The risk register is a central artifact in your ISMS and will be reviewed at every internal audit and management review.

Step 5: Risk Treatment Options

For each risk above your acceptance threshold, you must decide how to treat it. ISO 27001 recognizes four treatment options:

Modify (Mitigate): Implement controls to reduce the likelihood or impact of the risk. This is the most common option. Controls are selected from Annex A or other sources.

Retain (Accept): Accept the risk without further action. This is valid for low-residual risks where the cost of treatment outweighs the benefit. Must be formally approved and documented.

Avoid: Eliminate the activity or process that gives rise to the risk. For example, stop storing certain data if the risk of holding it outweighs the business value.

Transfer (Share): Shift the risk to a third party through insurance, outsourcing, or contractual obligation. Note that accountability cannot be transferred — only financial consequence.

Document your treatment decisions in the Risk Treatment Plan (RTP). The RTP links each risk to a treatment option, the controls selected, the owner responsible, and the target date for implementation.

Linking the Risk Register to the SoA

The Statement of Applicability (SoA) is the critical link between your risk assessment and your Annex A controls. For each of the 93 Annex A controls, your SoA must state:

1. Whether the control is applicable (yes/no) 2. The justification for inclusion or exclusion — this must reference your risk assessment 3. The current implementation status (planned, in progress, implemented) 4. How it is implemented (reference to policies, procedures, or technical measures)

Controls are typically included because they mitigate an identified risk, or because they are required by legal/regulatory obligations.

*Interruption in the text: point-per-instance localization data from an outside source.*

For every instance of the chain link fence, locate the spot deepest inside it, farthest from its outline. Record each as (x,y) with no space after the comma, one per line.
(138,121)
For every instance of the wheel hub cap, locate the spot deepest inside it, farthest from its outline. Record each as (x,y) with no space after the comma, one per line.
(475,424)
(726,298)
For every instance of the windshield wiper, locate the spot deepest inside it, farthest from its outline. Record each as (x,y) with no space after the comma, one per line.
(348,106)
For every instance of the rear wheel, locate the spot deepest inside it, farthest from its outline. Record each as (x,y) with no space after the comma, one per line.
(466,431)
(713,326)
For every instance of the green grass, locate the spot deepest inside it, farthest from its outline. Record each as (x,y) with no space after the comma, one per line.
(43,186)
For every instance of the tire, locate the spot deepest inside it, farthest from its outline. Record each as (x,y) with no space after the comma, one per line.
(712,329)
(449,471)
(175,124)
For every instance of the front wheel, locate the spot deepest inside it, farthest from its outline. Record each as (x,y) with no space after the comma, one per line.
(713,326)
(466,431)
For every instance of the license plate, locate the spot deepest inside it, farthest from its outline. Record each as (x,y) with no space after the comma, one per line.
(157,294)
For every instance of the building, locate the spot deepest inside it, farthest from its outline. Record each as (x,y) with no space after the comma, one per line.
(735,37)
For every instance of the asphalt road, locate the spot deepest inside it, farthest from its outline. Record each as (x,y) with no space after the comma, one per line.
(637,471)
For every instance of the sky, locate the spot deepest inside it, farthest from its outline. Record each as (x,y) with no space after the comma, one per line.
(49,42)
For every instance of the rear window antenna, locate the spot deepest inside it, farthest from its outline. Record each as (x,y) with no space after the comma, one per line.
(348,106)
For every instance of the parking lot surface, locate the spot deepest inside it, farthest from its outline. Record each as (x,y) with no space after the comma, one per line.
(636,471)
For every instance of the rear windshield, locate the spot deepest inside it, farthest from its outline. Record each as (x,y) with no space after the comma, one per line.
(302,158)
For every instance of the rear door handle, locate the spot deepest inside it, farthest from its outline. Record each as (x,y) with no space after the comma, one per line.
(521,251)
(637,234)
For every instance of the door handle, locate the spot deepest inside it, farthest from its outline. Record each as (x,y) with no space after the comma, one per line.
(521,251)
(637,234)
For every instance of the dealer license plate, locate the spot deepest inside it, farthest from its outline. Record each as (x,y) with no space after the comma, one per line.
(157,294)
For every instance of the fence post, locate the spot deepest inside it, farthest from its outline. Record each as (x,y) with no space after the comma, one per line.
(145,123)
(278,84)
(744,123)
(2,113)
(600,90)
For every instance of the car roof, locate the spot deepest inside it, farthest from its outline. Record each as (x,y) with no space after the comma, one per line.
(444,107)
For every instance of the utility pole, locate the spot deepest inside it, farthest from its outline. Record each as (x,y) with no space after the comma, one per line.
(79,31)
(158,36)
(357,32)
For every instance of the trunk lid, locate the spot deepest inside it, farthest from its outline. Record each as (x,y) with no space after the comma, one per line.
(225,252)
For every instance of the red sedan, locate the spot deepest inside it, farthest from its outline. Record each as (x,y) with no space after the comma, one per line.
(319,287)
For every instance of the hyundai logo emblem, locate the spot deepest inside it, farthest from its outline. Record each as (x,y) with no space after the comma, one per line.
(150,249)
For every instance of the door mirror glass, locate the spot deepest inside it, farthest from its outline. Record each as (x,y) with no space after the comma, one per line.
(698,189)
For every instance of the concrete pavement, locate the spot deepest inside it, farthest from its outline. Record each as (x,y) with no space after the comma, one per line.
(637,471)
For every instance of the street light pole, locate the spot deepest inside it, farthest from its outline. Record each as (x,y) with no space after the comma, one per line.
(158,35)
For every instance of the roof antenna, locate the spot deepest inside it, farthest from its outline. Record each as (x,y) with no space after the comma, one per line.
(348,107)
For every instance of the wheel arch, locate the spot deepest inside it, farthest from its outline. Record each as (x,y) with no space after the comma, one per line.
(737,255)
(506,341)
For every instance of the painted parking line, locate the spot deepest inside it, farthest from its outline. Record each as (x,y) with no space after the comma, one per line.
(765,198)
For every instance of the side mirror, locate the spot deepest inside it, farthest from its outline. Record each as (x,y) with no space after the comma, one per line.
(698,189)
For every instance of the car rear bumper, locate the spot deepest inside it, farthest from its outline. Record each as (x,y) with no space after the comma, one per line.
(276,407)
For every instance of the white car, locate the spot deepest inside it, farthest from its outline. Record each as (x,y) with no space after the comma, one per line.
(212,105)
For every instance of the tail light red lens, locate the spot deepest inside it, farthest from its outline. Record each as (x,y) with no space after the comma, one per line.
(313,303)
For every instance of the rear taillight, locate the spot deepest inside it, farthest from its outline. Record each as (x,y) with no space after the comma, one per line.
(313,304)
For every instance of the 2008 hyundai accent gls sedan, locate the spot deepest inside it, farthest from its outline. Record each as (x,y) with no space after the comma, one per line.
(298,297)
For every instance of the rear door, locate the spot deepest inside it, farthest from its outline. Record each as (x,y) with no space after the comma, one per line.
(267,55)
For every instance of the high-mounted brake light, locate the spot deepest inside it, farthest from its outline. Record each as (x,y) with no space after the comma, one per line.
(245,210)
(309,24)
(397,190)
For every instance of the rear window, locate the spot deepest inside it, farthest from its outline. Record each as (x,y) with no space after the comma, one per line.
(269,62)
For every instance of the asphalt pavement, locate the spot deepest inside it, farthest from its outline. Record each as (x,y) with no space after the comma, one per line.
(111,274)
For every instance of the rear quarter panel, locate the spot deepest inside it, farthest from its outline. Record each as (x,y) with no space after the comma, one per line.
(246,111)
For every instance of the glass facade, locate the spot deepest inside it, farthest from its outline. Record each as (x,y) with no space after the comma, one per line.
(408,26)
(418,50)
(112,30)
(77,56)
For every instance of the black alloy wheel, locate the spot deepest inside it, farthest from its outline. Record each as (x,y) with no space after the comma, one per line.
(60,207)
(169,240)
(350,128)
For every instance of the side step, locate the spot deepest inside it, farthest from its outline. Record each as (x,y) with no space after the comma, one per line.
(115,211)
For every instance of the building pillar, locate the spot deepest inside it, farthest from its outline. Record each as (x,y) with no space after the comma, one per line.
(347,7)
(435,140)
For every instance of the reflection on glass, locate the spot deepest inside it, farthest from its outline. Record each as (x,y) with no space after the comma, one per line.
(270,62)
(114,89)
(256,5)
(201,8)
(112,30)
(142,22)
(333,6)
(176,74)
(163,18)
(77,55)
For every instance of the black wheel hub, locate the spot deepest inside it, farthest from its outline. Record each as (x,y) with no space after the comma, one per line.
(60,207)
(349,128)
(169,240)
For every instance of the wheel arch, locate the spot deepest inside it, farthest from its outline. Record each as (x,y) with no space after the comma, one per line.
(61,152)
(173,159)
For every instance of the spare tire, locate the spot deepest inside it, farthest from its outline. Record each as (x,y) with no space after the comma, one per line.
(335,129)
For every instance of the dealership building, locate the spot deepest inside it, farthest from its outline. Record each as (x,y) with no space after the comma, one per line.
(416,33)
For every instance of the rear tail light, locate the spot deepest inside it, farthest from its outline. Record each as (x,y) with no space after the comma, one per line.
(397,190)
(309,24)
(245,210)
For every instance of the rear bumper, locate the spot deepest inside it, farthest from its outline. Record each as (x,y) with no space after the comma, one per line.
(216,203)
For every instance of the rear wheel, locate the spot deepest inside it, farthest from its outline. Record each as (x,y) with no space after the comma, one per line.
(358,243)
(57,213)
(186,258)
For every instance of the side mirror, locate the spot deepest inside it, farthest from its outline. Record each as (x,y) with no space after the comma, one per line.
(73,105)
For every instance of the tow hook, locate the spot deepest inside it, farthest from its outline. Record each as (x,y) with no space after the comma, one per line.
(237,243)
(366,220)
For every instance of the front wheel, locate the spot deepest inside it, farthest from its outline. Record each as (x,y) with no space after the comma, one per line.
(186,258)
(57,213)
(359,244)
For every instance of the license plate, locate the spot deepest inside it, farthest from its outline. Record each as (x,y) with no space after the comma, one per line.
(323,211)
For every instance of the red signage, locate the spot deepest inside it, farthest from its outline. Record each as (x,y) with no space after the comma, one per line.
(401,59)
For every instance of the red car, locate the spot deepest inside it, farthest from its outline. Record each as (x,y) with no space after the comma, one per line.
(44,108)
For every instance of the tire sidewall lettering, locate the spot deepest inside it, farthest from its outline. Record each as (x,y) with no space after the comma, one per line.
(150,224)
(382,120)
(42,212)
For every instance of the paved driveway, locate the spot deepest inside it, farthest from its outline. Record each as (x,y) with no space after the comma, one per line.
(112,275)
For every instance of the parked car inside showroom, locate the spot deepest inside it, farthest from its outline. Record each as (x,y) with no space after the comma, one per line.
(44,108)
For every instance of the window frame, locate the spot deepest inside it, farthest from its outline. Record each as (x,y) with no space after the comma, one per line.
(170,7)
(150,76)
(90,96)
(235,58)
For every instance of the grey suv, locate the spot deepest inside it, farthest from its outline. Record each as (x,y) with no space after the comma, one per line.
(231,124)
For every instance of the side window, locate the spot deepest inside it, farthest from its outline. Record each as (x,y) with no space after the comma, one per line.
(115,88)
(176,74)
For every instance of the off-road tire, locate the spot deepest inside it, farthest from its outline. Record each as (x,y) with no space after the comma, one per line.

Controls are excluded when they are genuinely not applicable — for example, physical server controls for a fully cloud-based organization with no on-premises infrastructure.

Keep the SoA current — it should be updated whenever the risk assessment is revised.

Key Takeaways

A rigorous risk assessment is the most valuable investment you can make in your ISO 27001 journey. It ensures that your ISMS addresses real threats, not theoretical ones, and gives you a defensible basis for every control decision.

Treat the risk register as a living document. Review and update it at least annually and whenever significant changes occur — new systems, new threats, new business activities. The quality of your risk assessment will be the defining factor in whether your ISMS creates genuine security value or remains a compliance exercise.